Le nouveau livre d’Emmanuel Carrère, le plus imposant qu’il ait jamais écrit - 630 pages ! -, est à la fois étonnant et familier. Surprenant par son thème qui risque de dérouter certains fans : les premiers temps du christianisme, autour des années 50 après J.-C., traités à la façon d’un péplum à travers deux figures bibliques, le célèbre apôtre Paul de Tarse, converti sur le chemin de Damas, et son compagnon, l’évangéliste Luc, beaucoup moins connu. Livre familier néanmoins parce que, comme il aime le faire, l’écrivain prend encore une fois son sujet "en tenailles" et que la narration a toujours cette allure coulée où l’on ne sent jamais l’effort. Et puis les admirateurs de Carrère vont reconnaître la position inaugurée avec Un roman russe qui consiste à s’inclure personnellement dans le récit. En l’occurrence, l’écrivain part ici d’une "crise", d’un accès de foi survenu au début des années 1990 (il était alors au milieu de la trentaine) qui a duré trois ans. A vrai dire, même cette partie autobiographique est déconcertante tant il est difficile d’imaginer l’auteur de Limonov remplir avec ferveur des cahiers de commentaires des versets de l’Evangile selon saint Jean (remisés ensuite pendant quinze ans), assister, au plus aigu de l’épisode mystique, à la messe tous les jours… Bref de se représenter ce Carrère "touché par la grâce" dont le Carrère d’aujourd’hui admet se souvenir avec une certaine gêne…

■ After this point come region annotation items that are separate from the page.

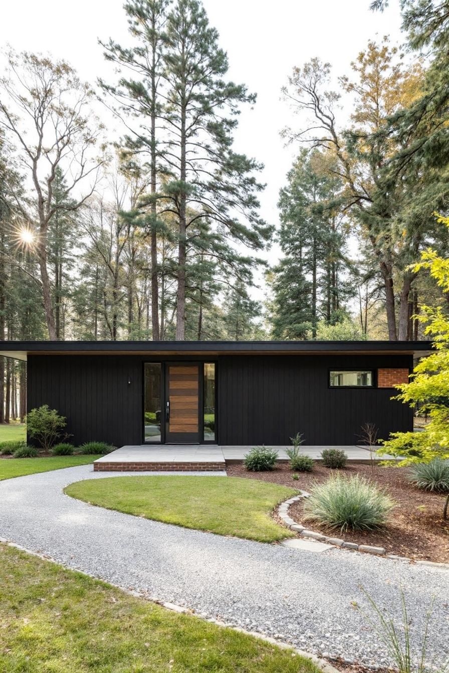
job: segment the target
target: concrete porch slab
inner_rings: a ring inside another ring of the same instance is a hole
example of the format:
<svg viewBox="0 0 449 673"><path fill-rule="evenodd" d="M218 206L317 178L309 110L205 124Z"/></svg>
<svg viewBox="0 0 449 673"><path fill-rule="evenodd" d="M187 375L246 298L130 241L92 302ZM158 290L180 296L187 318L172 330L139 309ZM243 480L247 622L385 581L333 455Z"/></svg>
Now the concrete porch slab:
<svg viewBox="0 0 449 673"><path fill-rule="evenodd" d="M127 471L148 470L224 470L226 464L240 463L251 446L219 446L217 444L164 444L150 446L125 446L103 456L94 463L96 470ZM285 446L273 446L278 452L278 460L289 460ZM368 448L358 446L302 446L301 453L315 460L325 448L337 448L345 451L348 459L353 461L369 460ZM386 456L388 458L388 456ZM382 457L385 458L385 457Z"/></svg>

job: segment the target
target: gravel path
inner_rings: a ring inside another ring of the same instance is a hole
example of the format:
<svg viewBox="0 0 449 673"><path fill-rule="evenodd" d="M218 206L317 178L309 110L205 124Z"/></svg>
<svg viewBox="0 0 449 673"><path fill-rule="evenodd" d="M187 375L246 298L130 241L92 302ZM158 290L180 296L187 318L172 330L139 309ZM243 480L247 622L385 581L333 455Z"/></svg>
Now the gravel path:
<svg viewBox="0 0 449 673"><path fill-rule="evenodd" d="M0 483L0 536L77 569L316 654L384 665L378 637L353 602L399 607L404 587L413 628L436 596L429 655L449 656L449 573L333 548L293 551L170 526L65 495L80 479L119 476L90 465ZM129 475L127 475L129 476ZM368 610L368 608L367 608Z"/></svg>

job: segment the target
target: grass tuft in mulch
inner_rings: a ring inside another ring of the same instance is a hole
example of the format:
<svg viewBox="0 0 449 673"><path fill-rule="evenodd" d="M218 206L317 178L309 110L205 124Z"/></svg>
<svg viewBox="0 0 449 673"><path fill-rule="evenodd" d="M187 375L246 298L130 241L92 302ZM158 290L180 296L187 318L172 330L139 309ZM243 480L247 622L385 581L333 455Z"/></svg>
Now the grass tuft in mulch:
<svg viewBox="0 0 449 673"><path fill-rule="evenodd" d="M371 466L366 463L348 463L343 470L329 470L315 463L311 472L294 472L287 464L279 465L267 472L248 472L243 465L231 465L228 474L302 489L310 491L314 483L322 483L331 474L359 474L383 489L394 500L396 506L384 528L362 532L347 531L338 537L347 542L384 547L387 553L397 554L417 560L449 563L449 521L442 517L445 496L420 491L407 479L407 468ZM290 516L298 523L303 522L302 502L292 505ZM305 524L304 524L305 525ZM324 525L308 522L307 527L324 534L332 534Z"/></svg>

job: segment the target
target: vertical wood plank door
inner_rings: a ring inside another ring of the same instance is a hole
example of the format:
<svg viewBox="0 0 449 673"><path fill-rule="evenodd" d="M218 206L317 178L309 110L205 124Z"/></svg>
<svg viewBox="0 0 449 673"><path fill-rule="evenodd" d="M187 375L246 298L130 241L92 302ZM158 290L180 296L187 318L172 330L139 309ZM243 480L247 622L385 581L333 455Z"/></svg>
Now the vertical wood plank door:
<svg viewBox="0 0 449 673"><path fill-rule="evenodd" d="M166 441L199 442L199 365L168 365L167 369Z"/></svg>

Le Royaume est donc plein d’entrées, de fils à tirer selon son inclination. On peut y lire l’itinéraire spirituel d’un croyant passager redevenu agnostique, le voyage ponctué de "Je ne sais pas" dans une foi instable. Une plongée dans le Nouveau Testament relu en historien (dans l’esprit d’Ernest Renan qu’il admire), en enquêteur soucieux d’exactitude et en romancier aussi, injectant de la fiction dans les trous de l’histoire, là où les sources manquent, transposant, cherchant des équivalences contemporaines, reconstituant des scènes vieilles de presque deux mille ans avec la volonté qu’elles restent plausibles…
Les plus anciens disciples de l’œuvre verront aussi défiler dans ce livre rétrospectif qui embrasse vingt ans d’écriture tous les livres portés durant cette période, dont l’essai sur Philip K. Dick, Je suis vivant et vous êtes morts, écrit pendant la fameuse crise et paru en 1993. Dans les pas de Carrère, chacun pourra s’interroger sur ce qu’être fidèle veut dire.
Véronique Rossignol
Le Royaume, Emmanuel Carrère, P.O.L, 640 p., 23,90 euros, ISBN : 978-2-8180-2118-7, parution le 4 septembre.